Today's stocks to watch in the news include Cempra Inc (CEMP), Conatus Pharmaceuticals Inc (CNAT), and NVIDIA Corporation (NVDA)
U.S. equities are pointed lower in pre-market trading, as energy continues to weigh on investor sentiment. In company news, today's stocks to watch include drugmakers Cempra Inc (NASDAQ:CEMP) and Conatus Pharmaceuticals Inc (NASDAQ:CNAT), as well as microchip designer NVIDIA Corporation (NASDAQ:NVDA).
- CEMP is pointed 16% higher ahead of the bell, following promising drug-trial results. Specifically, the firm's antibiotic, solithromycin -- designed to fight pathogens that contribute to community-acquired bacterial pneumonia (CAPB) -- met the main goal of a late-stage trial. On the charts, Cempra Inc has been a long-term outperformer, rallying 74.5% year-over-year, and hitting a record high of $24.71 last week before settling at $22.89. Not surprisingly, the brokerage bunch is solidly behind the shares, with 100% of covering analysts handing out "strong buy" recommendations. In fact, both Baird and Cowen and Company lifted their price targets this morning -- to $32 and $35, respectively -- while underscoring "outperform" ratings.
- Sector peer CNAT announced it will release top-line results from three clinical trials on Thursday evening. A conference call will be held after the market closes, with company officials planning to touch on the development and commercialization of three liver disease treatments. As a result of this news, Conatus Pharmaceuticals Inc is up 34% in electronic trading. This strong price action is more of the same for a stock that has rallied nearly 31% year-over-year, and has outperformed the broader S&P 500 Index (SPX) by close to 21 percentage points during the last two months. As such, option traders have been upping the bullish ante on CNAT. The equity's 10-day International Securities Exchange (ISE), Chicago Board Options Exchange (CBOE), and NASDAQ OMX PHLX (PHLX) call/put volume ratio checks in at 15.77 -- meaning speculators have bought to open nearly 16 calls for every put over the last two weeks. What's more, from a historical standpoint, buyers are paying a pretty penny to bet on CNAT's short-term trajectory, as the equity's Schaeffer's Volatility Index (SVI) of 157% registers in the 86th percentile of its annual range.
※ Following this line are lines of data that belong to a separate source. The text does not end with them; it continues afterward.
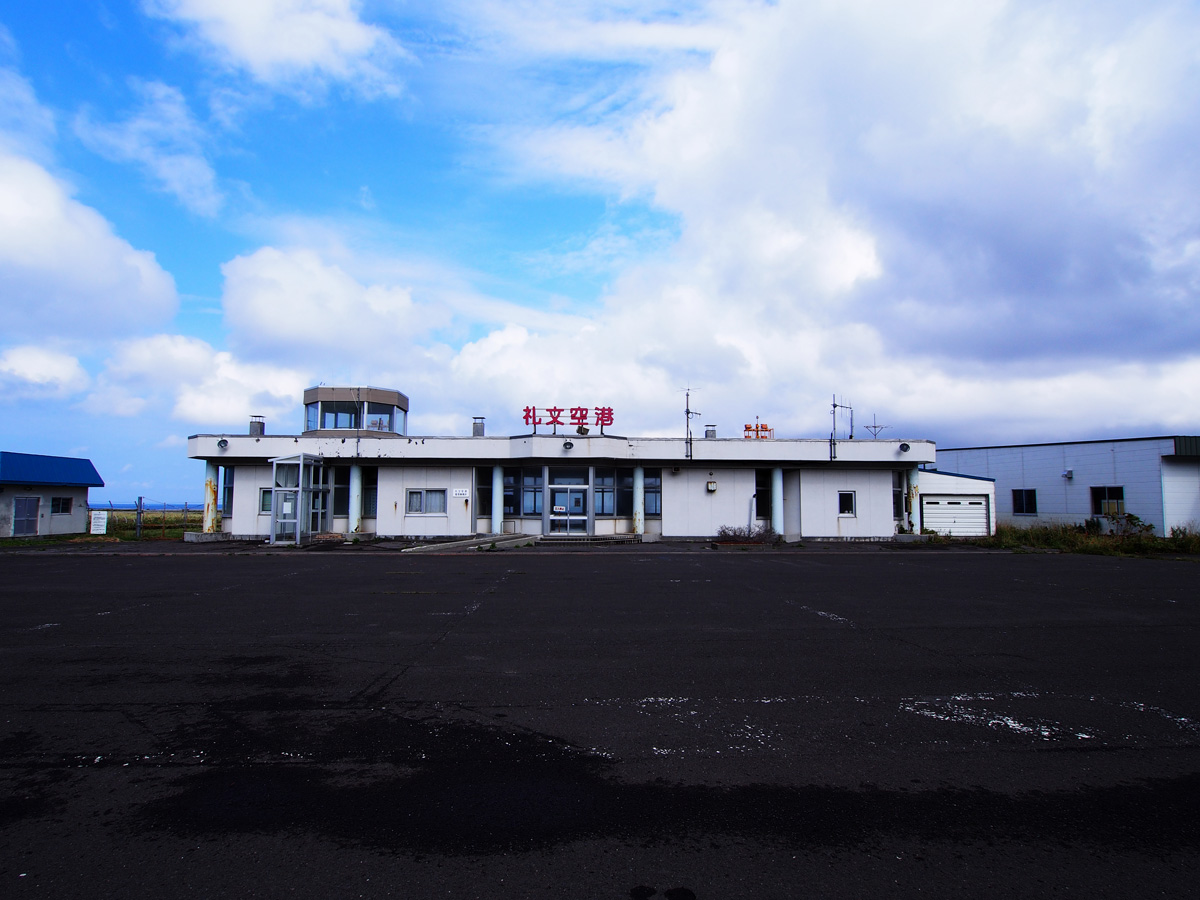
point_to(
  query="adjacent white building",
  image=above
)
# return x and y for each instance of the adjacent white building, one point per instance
(1156, 479)
(355, 471)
- Finally, NVDA unveiled its Tegra X1 microprocessor at the Consumer Electronics Show (CES) over the weekend. The chip boasts a 256-core graphics processing unit (GPU) on top of an 8-core central processing unit (CPU), resulting in a teraflop of computing power and the potential to bring desktop-based games to mobile handhelds. Technically speaking, NVIDIA Corporation has surged 28.5% over the last 12 months, and -- at $20.13 -- is not far from its multi-year high of $21.25, touched last month. On the Street, however, there's plenty of pessimism being lobbed toward the shares. NVDA's 10-day ISE/CBOE/PHLX put/call volume ratio of 2.92 ranks in the 100th annual percentile (though some of this may be hedging activity), and 7.3% of the equity's float is sold short -- representing almost seven days' worth of pent-up buying power, at typical daily trading volumes. Should these skeptics capitulate in the face of NVDA's technical tenacity, it could result in tailwinds.